L’enjeu majeur des BRICS est de créer une monnaie de référence qui viendrait menacer l’hégémonie du dollar américain. Après la seconde guerre mondiale, le système de Betton Woods définit les contours d’une nouvelle architecture financière mondiale fondée sur des accords signés par 44 pays en 1944. Cet accord organise le système monétaire mondial autour du dollar américain ; à cette date, une once d’or correspondait à 35 dollars (de nos jours elle correspond à plus de 1900 dollars).

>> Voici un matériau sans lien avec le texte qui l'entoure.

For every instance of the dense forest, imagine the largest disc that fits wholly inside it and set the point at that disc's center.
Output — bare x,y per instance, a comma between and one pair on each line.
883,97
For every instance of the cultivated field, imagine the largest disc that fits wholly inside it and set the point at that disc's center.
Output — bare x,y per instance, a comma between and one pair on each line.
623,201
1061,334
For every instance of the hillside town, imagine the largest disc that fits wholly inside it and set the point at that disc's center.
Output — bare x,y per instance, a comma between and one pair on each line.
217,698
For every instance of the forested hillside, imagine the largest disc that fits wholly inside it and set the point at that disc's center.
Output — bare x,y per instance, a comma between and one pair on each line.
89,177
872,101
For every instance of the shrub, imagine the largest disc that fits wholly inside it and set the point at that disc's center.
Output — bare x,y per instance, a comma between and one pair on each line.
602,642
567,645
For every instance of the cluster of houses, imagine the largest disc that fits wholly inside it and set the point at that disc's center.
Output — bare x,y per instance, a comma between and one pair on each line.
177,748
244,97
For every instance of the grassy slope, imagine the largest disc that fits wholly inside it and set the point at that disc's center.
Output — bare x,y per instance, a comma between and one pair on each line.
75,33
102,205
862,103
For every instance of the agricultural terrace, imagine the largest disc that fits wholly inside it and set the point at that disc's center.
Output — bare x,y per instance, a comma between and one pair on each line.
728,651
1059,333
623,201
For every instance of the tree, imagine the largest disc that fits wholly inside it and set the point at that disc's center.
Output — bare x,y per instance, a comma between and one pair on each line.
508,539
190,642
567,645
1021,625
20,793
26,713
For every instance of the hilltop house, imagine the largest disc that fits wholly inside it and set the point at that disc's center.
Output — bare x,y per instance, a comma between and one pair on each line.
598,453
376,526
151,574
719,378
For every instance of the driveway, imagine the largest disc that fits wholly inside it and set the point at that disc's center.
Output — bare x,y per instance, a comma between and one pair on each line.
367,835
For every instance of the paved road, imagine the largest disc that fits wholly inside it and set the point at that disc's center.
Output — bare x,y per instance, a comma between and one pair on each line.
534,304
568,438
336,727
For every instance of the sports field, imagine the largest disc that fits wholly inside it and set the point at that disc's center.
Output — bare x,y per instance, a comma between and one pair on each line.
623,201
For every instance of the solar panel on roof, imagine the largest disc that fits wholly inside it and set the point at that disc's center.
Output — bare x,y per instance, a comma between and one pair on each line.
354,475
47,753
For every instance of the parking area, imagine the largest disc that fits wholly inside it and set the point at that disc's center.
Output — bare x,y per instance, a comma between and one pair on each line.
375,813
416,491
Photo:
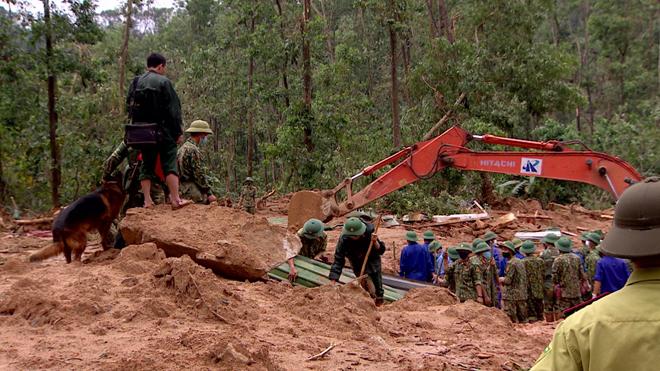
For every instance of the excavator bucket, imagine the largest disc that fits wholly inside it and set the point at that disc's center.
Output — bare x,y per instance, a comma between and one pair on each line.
303,206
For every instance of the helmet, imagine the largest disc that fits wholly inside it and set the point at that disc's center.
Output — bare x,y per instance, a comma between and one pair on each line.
199,126
564,244
353,227
527,247
453,254
551,238
489,236
636,229
411,236
509,245
480,247
313,228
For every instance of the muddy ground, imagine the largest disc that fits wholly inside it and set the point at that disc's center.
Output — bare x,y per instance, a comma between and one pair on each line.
137,309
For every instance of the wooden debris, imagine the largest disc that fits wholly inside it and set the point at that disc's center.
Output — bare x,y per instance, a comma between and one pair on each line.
322,354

C’est un vrai changement de paradigme avec l’apparition de l’argent dette, situation qui plonge l’économie mondiale dans ce qu’on appelle le paradoxe de Triffin.
Par ailleurs, pour ne pas perdre leur hégémonie, les Etats Unis avec le Président Nixon suspendent, en 1971, la convertibilité du dollar en or. Depuis, le monde vit au rythme des variations de la valeur du dollar. Le plus dangereux est que les Etats Unis exportent leur inflation au reste du monde.
Autre contrainte : l’utilisation du billet vert inflige à toute personne morale ou physique qui l’utilise pour ses transactions le principe d’extraterritorialité, c’est à dire l’export du droit juridique sur le dollar américain pour les pays qui l’utilisent. Les BRICS veulent mettre fin à cette logique hégémonique et créer ainsi une nouvelle monnaie de référence adossée à l’or. Pour ce faire, les pays membres ont augmenté considérablement leurs réserves en or :la Chine 300%, La Russie 350%, le Brésil 270%, l’Inde de 128%.
A titre comparatif les réserves des pays du G7 ont diminué ces dernières années.
Quelles sont les conditions d’adhésion aux BRICS ?
Elles seront fixées en juin 2023 au cours du sommet du groupe en Afrique du Sud. En attendant, la Chine et la Russie ont salué la démarche de l’Algérie de rejoindre les BRICS.